Corría la década del 60 del siglo y milenio pasados, cuando Cuenca estrenaba su cortísima era ferroviaria; aún creo escuchar, largo e intermitente, su ulular que convocaba y paralizaba fugazmente la cotidianidad; y la visión de esa oscura serpiente metálica deslizándose por las faldas del Plateado, Nulty, Cabullín  y Rayoloma para detenerse, pasando la Quinta Bolívar, en una apoteosis de ruido, humo y sirena, en la estación de Gapal.
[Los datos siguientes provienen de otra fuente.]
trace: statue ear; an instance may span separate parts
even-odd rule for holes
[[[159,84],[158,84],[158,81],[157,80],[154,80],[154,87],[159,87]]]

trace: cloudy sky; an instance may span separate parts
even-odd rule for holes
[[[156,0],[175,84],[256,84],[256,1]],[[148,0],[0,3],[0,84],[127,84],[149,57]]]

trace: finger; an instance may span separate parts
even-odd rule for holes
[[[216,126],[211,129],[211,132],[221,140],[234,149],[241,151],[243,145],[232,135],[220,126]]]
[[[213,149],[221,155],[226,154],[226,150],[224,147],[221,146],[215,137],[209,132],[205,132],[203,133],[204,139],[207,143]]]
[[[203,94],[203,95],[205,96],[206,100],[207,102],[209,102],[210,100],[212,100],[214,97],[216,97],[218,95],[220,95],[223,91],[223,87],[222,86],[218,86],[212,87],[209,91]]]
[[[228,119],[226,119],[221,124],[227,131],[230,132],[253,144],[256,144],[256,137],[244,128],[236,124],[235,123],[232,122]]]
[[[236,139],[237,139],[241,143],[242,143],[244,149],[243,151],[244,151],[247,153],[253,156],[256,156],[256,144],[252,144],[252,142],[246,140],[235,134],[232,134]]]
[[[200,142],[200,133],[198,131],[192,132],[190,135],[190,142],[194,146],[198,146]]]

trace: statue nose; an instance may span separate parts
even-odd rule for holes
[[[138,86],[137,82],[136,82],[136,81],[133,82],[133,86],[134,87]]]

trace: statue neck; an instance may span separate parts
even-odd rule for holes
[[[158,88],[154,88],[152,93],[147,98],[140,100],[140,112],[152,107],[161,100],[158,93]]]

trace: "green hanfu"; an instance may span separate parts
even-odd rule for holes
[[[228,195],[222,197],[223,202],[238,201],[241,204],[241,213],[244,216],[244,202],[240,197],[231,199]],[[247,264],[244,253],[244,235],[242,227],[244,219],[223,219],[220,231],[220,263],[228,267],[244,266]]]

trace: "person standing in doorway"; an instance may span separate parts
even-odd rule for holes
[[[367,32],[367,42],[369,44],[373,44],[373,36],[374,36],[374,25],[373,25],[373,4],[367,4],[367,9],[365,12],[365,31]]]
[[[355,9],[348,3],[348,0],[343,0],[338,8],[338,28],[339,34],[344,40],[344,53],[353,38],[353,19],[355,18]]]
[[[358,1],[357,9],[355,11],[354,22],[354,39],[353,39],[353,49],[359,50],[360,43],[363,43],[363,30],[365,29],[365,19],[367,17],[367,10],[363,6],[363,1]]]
Una madrugada de agosto del 68, con mi hermano Rodrigo, acompañando al doctor Manuel María Muñoz Cueva; el autor de Cuentos Morlacos y Otra vez la Tierra Morlaca, llegamos a la estación ferroviaria de Gapal y tomamos un autoferro a Ingapirca. A las cuatro de la mañana la máquina se disparó por el valle de Challuabamba entre sombras fantasmales de maizales, quintas, haciendas y bosques de orilla y, “en un abrir y cerrar los ojos”, ya estuvimos en la estación de Azogues. Y pasamos Biblián y subimos Mosquera y comenzó la fiesta, del folklore dirían los especialistas, del servicio popular; campesinos con sus papas, mellocos, habas, “maicito tam tengo” sus gallinas, cuyes y quesillos; revendones y mercachifles que hacían su agosto; trabajadores, semaneros y huasicamas de las haciendas; huasipungueros y jornaleros con su tonga humeante y generosa de aromas; unos suben, otros bajan; dulzura del quechua nativo contrastando al castellano zalamero de los intermediarios: No sé cuántas veces nos detuvimos hasta que, a las siete, a orillas del río San Pedro, en una delirante feria de camino entre neblina y garúa, descendimos para iniciar la subida a Ingapirca.
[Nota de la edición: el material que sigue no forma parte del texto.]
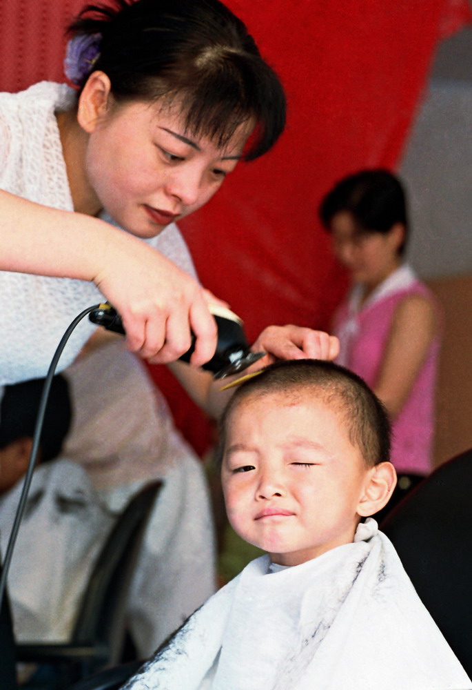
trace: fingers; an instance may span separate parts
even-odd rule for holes
[[[267,353],[274,359],[333,359],[339,353],[337,337],[321,331],[287,325],[265,328],[252,350]]]
[[[300,349],[303,355],[313,359],[334,359],[339,354],[339,340],[322,331],[307,331],[301,334]]]
[[[202,293],[203,295],[203,299],[209,306],[210,304],[218,304],[219,306],[224,306],[226,309],[230,308],[229,305],[227,302],[225,302],[224,299],[220,299],[219,297],[217,297],[216,295],[214,295],[209,290],[207,290],[206,288],[203,288]]]
[[[195,366],[201,366],[214,355],[218,339],[216,322],[203,300],[192,305],[190,310],[190,325],[196,338],[195,350],[190,362]]]

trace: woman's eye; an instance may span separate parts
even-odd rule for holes
[[[212,172],[213,172],[214,175],[215,175],[215,177],[222,177],[223,179],[225,177],[226,177],[226,175],[227,175],[226,170],[222,170],[219,168],[214,168],[213,170],[212,170]]]
[[[162,148],[161,146],[158,146],[158,148],[162,153],[164,158],[169,161],[170,163],[176,163],[178,161],[183,160],[182,156],[176,156],[174,153],[171,153],[170,151],[167,151],[166,149]]]

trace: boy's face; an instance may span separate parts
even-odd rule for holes
[[[369,475],[342,415],[313,392],[252,395],[229,417],[228,518],[275,563],[298,565],[352,542]]]

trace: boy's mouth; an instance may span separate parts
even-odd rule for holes
[[[290,517],[294,515],[292,511],[287,511],[285,508],[265,508],[260,511],[254,518],[254,520],[260,520],[262,518],[271,518],[274,515],[283,515]]]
Así era un itinerario del tren por los pueblos australes, servicio a la gente de las comunidades campesinas alejadas de la Panamericana, que tenían en éste, un transporte seguro, puntual y barato: Viajamos unos cuantos noveleros citadinos, comerciantes y campesinos de las comunidades aledañas. Era un auténtico servicio popular. (O)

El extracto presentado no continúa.